# Map My Tracks Diabetes Team



## DickBarton (May 16, 2011)

Hi folks,

I do a wee bit of mountain biking and tend to track my rides - mainly due to be an anorak and having no friends - but also just so there is a record of the ride for future reference.

I use www.mapmytracks.com for this and they have a 'Team' feature -basically it allows like-minded individuals to review activities from similar people.

I've created one for Diabetics (and used the Diabetes UK logo - due to it's familiarity with Diabetics).

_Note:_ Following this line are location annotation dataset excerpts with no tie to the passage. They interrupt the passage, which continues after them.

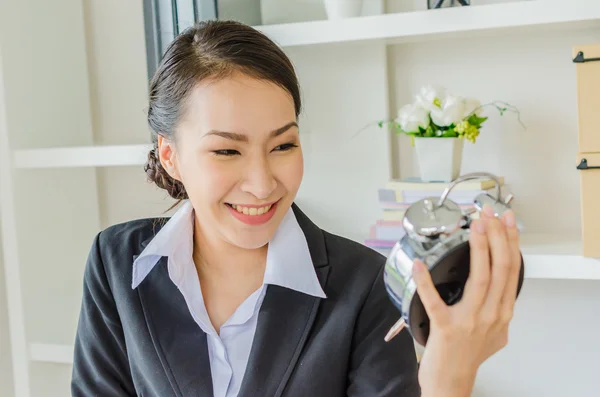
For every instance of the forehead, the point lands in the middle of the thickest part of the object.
(238, 103)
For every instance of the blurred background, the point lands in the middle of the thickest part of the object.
(73, 139)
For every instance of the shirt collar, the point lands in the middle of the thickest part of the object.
(289, 263)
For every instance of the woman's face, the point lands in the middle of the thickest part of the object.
(237, 152)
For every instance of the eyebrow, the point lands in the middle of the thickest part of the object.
(234, 136)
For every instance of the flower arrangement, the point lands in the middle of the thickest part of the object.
(438, 114)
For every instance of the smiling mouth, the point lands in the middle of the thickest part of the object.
(251, 211)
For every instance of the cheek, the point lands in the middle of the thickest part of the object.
(291, 170)
(208, 180)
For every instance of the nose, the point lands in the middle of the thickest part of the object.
(259, 181)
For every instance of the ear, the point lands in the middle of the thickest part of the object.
(168, 157)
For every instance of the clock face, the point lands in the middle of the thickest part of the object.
(447, 3)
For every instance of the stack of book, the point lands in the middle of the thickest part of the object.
(398, 195)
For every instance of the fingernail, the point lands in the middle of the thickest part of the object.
(509, 218)
(418, 267)
(488, 211)
(479, 226)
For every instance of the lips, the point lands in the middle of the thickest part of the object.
(252, 214)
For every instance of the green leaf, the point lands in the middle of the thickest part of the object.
(450, 133)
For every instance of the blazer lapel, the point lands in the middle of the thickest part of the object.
(179, 341)
(284, 323)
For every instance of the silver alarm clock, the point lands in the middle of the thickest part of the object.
(437, 233)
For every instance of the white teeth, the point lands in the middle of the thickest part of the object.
(252, 211)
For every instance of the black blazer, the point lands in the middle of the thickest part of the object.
(144, 342)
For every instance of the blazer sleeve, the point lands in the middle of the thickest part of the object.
(100, 364)
(379, 368)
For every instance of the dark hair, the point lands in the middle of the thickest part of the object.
(209, 49)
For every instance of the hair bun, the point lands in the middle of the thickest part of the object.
(158, 175)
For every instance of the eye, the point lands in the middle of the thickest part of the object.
(226, 152)
(285, 147)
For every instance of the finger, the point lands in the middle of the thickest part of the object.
(435, 307)
(512, 233)
(478, 283)
(501, 260)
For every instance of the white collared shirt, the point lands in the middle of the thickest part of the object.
(288, 265)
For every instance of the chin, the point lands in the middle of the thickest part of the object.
(251, 239)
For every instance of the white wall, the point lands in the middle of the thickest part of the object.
(48, 104)
(554, 347)
(6, 387)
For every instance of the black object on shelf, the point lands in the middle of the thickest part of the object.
(580, 58)
(439, 3)
(584, 166)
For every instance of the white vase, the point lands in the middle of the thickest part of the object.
(439, 158)
(340, 9)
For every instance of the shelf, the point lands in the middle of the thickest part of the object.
(84, 156)
(59, 354)
(440, 23)
(553, 257)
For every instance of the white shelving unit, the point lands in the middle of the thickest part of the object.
(492, 19)
(547, 257)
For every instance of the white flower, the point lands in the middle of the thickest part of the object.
(431, 96)
(471, 105)
(450, 111)
(413, 116)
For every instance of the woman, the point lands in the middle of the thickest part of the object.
(239, 293)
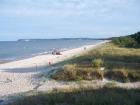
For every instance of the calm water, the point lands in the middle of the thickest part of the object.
(11, 50)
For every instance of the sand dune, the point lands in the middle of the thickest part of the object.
(16, 76)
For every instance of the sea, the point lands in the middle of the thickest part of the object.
(15, 50)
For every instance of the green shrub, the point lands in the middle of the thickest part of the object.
(123, 75)
(97, 63)
(125, 42)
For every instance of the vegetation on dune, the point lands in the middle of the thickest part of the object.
(103, 96)
(131, 41)
(74, 72)
(121, 64)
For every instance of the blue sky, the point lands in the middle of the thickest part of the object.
(68, 18)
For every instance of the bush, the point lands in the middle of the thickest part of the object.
(123, 75)
(130, 41)
(97, 63)
(125, 42)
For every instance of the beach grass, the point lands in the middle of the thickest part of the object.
(121, 64)
(102, 96)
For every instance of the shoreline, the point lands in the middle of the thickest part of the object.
(20, 74)
(46, 60)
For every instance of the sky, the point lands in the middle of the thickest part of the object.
(22, 19)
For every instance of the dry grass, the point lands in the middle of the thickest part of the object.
(102, 96)
(73, 72)
(121, 64)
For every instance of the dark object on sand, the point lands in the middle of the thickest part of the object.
(56, 52)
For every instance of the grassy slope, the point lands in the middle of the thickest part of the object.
(104, 96)
(122, 64)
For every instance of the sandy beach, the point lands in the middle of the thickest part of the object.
(16, 77)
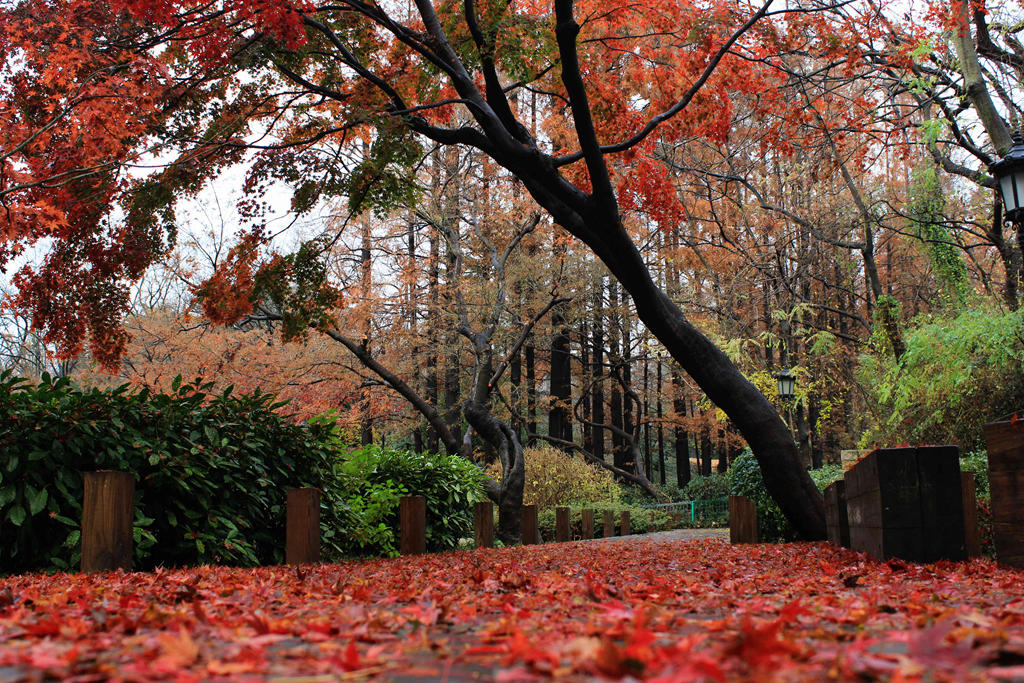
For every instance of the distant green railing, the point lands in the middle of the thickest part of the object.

If you use MapMyTracks then please feel free to join the Diabetes UK Team - http://www.mapmytracks.com/teams/diabetes-uk

Cheers.


----------



## DickBarton (May 28, 2011)

Not a lot of interest (actually none!)...ah well, not to worry, it's there if anyone fancies joining it...


----------



## Northerner (May 28, 2011)

DickBarton said:


> Not a lot of interest (actually none!)...ah well, not to worry, it's there if anyone fancies joining it...



I'm not a cyclist Dick, but I think it's a great idea - have you posted about it on the Diabetes UK Facebook page? You might get some takers there


----------



## DickBarton (May 29, 2011)

Hi,

Thanks for the resply...you don't need to be a cyclist, just someone who does exercise outside that can be tracked by a GPS...it's more as a record of what you did and a chance to see what other people with similar 'interest' do (interest being the diabetes).

I'm not bothered about what exercise anyone does...if it can be tracked then braw, just shows the range of activities that are done by diabetics to stay fit, healthy and happy (or to get fit, healthy and happy).

So if you do anything that could be tracked (almost any outdoor activity), then feel free to join...it doesn't cost anything.

Cheers,

Richard.


----------



## Northerner (May 29, 2011)

Would love to join up then! My big problem at the moment though is that my Garmin Forerunner won't upload to my laptop - some problem with Windows 7 that has been going on for months now - Garmin blame Windows, Windows blames Garmin  When I get my old desktop working (another long story!) I should be able to upload my running activities


----------



## Copepod (May 29, 2011)

I do cycle, run & walk  lots, but for convenience, speed and enjoyment, hence why I don't log my trips. But great idea. I don't like using a GPS continuously, as it's so heavy on battery power, so only switch it on when close (on foot or bike) to grid reference of a geocache I've plotted on my paper map, which never runs out of battery power! Often in summer, I choose to run under shade of trees, which isn't very GPS friendly, either.

Our orienteering club meets to run on Thursday evenings all through the year. I usually cycle to start point, occasionally taking bike on train or driving. In winter I just run, although usually alone, as the others are all men, so my pace doesn't match, then meet back at pub. In summer, I tend to take photos - 2 swans, 6 cygnets, 3 breeds of cattle and 2 horses last Thurs - which is why I don't cover as much ground as the guys, but still get a fair bit of exercise and lots of enjoyment.


----------